The first stop, after walking around the little information centre, was in a small briefing room set up for visitors to watch a short movie about the history of the park and the elephants. After the movie, Ndyebo ushered us outdoors to begin our morning’s adventure. His high energy and enthusiasm was contagious, he really got me excited for our close encounter.

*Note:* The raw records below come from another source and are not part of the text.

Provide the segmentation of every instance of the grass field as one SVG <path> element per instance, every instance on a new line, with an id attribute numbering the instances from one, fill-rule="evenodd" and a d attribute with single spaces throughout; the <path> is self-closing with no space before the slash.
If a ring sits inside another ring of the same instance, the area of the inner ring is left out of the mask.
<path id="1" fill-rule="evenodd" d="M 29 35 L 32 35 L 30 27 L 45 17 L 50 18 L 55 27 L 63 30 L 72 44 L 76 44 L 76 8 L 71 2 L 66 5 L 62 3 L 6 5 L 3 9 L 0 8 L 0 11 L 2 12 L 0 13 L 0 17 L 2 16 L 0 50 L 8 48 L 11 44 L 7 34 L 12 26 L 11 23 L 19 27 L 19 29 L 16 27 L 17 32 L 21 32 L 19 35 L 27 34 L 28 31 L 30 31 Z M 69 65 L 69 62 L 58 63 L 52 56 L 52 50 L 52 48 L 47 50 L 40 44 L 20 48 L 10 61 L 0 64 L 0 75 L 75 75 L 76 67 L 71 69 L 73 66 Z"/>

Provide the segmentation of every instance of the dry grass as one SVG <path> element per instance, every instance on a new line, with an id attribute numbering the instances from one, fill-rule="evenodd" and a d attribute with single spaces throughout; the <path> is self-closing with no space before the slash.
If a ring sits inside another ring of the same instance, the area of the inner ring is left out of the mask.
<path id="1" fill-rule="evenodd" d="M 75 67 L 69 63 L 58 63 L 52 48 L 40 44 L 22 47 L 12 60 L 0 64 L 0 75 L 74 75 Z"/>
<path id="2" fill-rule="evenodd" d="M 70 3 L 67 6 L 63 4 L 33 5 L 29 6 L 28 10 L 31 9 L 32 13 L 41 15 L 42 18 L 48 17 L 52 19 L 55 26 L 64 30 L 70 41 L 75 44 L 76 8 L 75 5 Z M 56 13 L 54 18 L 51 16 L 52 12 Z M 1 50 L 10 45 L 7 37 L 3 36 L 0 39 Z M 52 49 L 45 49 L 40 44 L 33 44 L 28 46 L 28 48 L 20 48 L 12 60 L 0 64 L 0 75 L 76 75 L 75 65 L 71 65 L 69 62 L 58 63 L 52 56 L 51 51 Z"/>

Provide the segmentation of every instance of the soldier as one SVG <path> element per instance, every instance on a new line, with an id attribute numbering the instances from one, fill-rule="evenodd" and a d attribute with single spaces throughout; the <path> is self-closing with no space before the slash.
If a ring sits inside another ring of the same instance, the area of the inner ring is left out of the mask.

Next, we visited the enclosure where the elephants sleep at night. No, we did not get to wake up any slumbering beasts, but I at least got to admire their sleeping quarters. Large steel bars that I could easily fit in between, enclosed the giant shed-like area. I imagined the bars to be enormous bed posts and I found myself wondering what colour blankets adorned the beds and what do elephants dream about exactly? This was not the case though and I learned that the resting place was simply a bed of dust, much like a horse stables, that was cleaned regularly. Interestingly, Ndyebo explained that sometimes the elephants may sleep standing up. This did not seem too strange to me as I imagined that shifting such a large bulk in the morning to an upright position must prove challenging, especially after a day of indulging in marula fruit known to make elephants tipsy. All right, all right, I know this is a popular myth, but my imagination was running wild at this point. Tamlyn described the boudoir as having the best view in the park looking out over the rolling fields and watering hole. I could feel a cool breeze, still carrying the early morning chill, gently caressing my cheeks as we stood in the enclosure.
It was then time to move on to the encounter that we were eager to make. Ndyebo led us to a parked tractor that pulled along two large trailers each fitted with rows of padded seats. This would be our transport for the short trip across the field and down to where the herd were grazing.
The tractor rattled to life and I felt the vibrations and bounce of the dirt jeep track as we drove through the veld for about five minutes before coming to a stand-still right next to the resident elephants. Our friendly guide explained that I should step cautiously off the side of the trailer and move with him to a point away from the tractor.
I followed his lead listening carefully to every word he said. I wondered where on earth the elephants were. I was half expecting some form of trumpeting or stomping noise at least. But, silence. For such large creatures they made no sound at all that I could distinguish yet. I reached for a piece of fruit from the snack bucket I was holding and, with Ndyebo’s guidance, I extended my arm with the chunk of fruit in my open hand. Then, ever so gently, a coarse ended trunk took the offered fruit from my hand and started munching. This was the first sound I heard the giant make. I stood as motionless as possible to try and sense the herd. After a short time, I could tell that they were standing in front of me.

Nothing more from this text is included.